Friday, September 27, 2013

Restate Vanguard Solo 401k to Self-Directed Solo 401k



I am interested in purchasing a 10-acre piece of raw land in Montana but don't want to borrow or to tap my investment accounts because that would trigger tax bills.

QUESTION 1: I have a solo 401(k) at Vanguard with enough assets for this purchase. Can I transfer that to a solo 401(k) with you to buy this plot?

ANSWER: Yes you can transfer your current Vanguard Solo 401k to a self-directed solo 401k for investing in alternative investments such as raw land provided you are still self-employed and have no full-time employees.

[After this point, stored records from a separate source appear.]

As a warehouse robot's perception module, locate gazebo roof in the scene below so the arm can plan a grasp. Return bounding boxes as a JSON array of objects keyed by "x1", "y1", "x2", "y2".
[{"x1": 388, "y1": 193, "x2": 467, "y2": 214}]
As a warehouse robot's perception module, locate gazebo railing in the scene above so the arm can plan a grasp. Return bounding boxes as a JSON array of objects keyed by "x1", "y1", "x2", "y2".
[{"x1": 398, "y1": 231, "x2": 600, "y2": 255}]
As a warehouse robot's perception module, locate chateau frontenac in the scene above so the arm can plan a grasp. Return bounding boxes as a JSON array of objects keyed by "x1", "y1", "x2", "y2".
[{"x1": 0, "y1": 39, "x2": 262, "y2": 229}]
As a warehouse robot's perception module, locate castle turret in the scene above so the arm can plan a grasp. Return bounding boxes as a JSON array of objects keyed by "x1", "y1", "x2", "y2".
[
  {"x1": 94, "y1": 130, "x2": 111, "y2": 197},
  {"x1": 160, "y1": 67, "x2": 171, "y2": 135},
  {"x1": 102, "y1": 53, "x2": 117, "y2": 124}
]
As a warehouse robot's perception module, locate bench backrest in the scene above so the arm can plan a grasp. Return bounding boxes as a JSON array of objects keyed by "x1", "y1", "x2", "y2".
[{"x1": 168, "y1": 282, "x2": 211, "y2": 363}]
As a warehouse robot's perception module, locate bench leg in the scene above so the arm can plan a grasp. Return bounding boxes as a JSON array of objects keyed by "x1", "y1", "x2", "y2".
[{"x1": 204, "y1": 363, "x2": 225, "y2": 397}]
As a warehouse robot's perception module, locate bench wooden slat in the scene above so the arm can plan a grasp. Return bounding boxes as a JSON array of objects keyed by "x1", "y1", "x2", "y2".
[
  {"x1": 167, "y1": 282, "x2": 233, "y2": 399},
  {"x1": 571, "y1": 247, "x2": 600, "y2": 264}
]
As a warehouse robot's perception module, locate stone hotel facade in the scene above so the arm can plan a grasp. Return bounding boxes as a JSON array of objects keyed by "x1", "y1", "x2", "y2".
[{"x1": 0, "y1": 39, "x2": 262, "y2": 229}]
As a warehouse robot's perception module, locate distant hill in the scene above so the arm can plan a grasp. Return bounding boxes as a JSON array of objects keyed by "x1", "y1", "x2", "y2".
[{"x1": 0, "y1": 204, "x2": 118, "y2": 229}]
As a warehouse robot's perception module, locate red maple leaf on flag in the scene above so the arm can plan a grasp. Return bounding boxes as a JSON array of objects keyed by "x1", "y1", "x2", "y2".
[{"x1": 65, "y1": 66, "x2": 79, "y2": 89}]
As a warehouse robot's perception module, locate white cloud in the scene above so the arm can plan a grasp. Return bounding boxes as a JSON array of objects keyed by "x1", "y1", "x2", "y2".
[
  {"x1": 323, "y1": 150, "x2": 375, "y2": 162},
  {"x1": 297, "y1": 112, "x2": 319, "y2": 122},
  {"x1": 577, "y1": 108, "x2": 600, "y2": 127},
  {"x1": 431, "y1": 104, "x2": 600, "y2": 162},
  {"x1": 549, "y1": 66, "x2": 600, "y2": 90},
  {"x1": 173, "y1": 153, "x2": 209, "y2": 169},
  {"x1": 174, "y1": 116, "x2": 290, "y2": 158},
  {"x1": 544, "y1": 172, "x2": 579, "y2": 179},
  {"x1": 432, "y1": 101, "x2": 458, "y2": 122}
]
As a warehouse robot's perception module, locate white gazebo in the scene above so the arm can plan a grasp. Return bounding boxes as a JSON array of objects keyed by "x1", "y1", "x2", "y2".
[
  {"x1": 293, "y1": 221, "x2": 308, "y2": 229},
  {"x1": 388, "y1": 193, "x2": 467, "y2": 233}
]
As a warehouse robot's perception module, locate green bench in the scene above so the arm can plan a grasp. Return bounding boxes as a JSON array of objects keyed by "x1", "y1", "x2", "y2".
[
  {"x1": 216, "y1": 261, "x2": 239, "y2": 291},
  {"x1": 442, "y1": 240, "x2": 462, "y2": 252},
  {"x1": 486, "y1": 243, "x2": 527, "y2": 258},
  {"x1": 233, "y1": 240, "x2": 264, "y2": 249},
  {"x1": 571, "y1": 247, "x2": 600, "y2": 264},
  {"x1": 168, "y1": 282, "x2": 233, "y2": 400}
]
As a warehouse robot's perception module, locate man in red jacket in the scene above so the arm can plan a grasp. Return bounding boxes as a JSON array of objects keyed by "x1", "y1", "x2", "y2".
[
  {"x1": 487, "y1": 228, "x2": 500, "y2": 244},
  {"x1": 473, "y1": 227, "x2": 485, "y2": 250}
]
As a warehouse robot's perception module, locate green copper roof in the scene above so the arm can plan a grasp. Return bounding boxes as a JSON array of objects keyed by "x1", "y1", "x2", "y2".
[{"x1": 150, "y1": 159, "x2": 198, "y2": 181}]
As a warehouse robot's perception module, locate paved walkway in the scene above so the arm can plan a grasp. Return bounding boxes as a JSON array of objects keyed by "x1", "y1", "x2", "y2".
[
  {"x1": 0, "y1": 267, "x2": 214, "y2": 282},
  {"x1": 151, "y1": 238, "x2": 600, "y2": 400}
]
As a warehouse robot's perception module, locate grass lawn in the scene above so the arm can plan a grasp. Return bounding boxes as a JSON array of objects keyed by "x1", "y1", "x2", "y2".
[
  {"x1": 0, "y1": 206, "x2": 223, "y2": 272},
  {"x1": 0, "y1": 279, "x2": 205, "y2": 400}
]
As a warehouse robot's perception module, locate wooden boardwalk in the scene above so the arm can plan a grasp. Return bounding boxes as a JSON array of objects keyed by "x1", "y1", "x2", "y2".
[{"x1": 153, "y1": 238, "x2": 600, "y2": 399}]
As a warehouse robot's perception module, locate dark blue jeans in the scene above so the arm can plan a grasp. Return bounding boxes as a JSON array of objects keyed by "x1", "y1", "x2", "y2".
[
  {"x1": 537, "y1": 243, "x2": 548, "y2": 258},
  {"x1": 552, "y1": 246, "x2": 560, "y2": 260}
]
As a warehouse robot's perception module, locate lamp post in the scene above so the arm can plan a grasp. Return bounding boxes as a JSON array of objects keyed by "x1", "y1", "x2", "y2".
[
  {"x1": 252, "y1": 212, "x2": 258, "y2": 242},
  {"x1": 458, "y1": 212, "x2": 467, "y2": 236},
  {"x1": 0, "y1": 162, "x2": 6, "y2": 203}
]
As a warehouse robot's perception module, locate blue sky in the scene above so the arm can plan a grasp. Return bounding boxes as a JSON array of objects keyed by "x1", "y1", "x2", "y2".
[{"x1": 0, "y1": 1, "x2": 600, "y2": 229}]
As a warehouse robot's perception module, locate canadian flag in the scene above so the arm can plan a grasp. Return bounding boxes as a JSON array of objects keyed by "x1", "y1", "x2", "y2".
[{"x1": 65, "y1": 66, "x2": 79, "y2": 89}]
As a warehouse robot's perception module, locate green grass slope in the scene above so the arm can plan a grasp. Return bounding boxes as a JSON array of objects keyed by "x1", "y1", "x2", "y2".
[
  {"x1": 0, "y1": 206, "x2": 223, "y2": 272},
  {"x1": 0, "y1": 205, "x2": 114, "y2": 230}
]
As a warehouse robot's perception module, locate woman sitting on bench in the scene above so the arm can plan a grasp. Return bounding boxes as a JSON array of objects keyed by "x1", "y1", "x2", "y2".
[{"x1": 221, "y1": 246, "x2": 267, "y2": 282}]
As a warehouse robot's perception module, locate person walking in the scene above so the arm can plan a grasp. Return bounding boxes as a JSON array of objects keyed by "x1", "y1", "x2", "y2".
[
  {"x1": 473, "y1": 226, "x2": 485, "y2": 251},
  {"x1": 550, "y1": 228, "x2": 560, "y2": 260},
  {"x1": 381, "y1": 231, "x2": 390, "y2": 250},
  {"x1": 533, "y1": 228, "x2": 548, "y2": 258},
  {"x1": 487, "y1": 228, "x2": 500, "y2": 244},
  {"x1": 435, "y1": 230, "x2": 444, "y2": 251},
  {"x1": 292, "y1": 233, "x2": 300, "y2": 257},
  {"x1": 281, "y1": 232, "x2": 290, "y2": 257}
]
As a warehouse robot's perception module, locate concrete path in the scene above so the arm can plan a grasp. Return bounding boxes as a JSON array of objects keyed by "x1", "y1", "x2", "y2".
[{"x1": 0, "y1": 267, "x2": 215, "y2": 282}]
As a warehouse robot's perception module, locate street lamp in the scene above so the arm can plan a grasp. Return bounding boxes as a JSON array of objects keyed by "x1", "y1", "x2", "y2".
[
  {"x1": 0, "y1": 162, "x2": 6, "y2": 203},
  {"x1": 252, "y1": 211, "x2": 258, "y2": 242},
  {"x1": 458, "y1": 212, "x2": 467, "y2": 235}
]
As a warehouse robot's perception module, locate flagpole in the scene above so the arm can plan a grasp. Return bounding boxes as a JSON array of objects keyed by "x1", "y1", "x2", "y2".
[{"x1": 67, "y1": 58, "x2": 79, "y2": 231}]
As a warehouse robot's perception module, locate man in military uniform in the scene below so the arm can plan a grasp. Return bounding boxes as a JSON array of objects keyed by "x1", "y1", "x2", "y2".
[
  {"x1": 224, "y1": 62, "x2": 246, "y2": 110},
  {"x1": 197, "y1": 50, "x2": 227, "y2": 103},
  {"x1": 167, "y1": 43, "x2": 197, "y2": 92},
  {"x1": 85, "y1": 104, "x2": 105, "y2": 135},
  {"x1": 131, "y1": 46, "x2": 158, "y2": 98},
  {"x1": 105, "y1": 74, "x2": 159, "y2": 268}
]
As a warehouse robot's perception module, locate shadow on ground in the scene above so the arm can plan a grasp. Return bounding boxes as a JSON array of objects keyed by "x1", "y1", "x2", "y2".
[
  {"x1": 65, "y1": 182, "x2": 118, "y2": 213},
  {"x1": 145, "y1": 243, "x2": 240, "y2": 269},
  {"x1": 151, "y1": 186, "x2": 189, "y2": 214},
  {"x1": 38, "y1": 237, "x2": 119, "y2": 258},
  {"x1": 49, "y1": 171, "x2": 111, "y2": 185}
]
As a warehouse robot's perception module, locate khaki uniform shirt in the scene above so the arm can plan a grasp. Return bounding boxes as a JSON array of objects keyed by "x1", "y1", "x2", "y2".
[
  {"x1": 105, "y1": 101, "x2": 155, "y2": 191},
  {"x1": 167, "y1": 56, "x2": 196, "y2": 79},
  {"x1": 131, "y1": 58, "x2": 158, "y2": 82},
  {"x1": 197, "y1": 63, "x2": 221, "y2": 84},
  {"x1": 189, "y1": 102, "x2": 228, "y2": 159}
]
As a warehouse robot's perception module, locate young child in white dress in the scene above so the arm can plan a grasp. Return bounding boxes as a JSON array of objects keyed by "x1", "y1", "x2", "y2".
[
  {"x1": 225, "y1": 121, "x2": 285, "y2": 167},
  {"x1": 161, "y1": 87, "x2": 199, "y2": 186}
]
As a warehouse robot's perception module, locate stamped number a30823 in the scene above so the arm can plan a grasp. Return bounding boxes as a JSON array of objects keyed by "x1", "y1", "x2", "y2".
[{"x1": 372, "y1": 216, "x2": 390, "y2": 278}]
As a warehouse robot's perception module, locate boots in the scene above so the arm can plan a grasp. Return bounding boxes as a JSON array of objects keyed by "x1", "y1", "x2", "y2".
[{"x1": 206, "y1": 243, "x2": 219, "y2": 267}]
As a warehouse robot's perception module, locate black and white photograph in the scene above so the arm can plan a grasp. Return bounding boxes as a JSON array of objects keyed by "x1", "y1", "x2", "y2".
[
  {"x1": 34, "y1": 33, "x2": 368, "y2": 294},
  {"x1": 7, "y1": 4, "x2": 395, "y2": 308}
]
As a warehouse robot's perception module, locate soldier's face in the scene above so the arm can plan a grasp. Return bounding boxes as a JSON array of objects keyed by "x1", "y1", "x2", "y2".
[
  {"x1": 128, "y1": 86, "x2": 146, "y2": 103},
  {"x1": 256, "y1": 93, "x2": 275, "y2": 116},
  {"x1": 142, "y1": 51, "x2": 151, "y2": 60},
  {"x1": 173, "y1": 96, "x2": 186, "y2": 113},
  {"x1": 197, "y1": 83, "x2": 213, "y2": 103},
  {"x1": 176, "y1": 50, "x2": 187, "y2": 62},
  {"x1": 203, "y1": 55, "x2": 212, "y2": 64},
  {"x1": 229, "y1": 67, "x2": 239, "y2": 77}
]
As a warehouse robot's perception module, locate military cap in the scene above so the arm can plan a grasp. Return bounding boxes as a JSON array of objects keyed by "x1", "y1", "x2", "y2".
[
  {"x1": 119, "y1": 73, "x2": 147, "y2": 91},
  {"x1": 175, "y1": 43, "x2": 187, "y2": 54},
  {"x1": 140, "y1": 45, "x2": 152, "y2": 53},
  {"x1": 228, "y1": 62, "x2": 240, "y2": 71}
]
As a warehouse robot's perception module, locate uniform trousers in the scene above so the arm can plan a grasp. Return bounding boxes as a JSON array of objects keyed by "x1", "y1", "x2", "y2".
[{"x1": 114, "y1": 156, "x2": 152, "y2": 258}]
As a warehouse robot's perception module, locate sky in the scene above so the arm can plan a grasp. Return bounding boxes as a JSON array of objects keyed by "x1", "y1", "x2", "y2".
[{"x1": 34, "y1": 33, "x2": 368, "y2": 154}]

QUESTION 2: How is that done? What are the fees?

ANSWER: To invest the existing Vanguard solo 401k plan in vacant land or other alternative investments such as precious metals, notes, tax liens, and private company shares, the existing Vanguard solo 401k plan will need to be restated to a self-directed solo 401k with a solo 401k plan document sponsor such as our company whose solo 401k plan document allows for alternative investments.  

Here is how the Vanguard Solo 401k restatement process works:
Because you already have solo 401k, we just need to restate the plan, so a final Form 5500-EZ will not apply. Instead, you are simply changing solo 401k plan providers. To restate the solo 401k, we need the original effective date of the Vanguard solo 401k plan, which is listed on the initial Vanguard solo 401k opening documents. We also need to know the name of the solo 401k plan. Lastly, you would need to complete the rest of the steps listed on our solo 401k sign-up page or give us a call and we can walk you through the process.  Lastly, visit solo 401k pricing to learn about the solo 401k fees.

QUESTION 3: Also, would there be restrictions on my use of the land? Could I build a home or cabin and use it myself?

ANSWER: While a self-directed solo 401k may invest in land that is subsequently developed, you could not use the land or the developed property for your personal use as it would be a violation of the prohibited transaction rules—specifically the following rule:

Furnishing of goods, services, or facilities between a Solo 401k plan and disqualified person. Click here for a full list of the solo 401k prohibited transaction rules.

Reason being, you are a disqualified party because you are the solo 401k owner and, therefore, may not personally benefit from any of your solo 401k assets including land that is developed.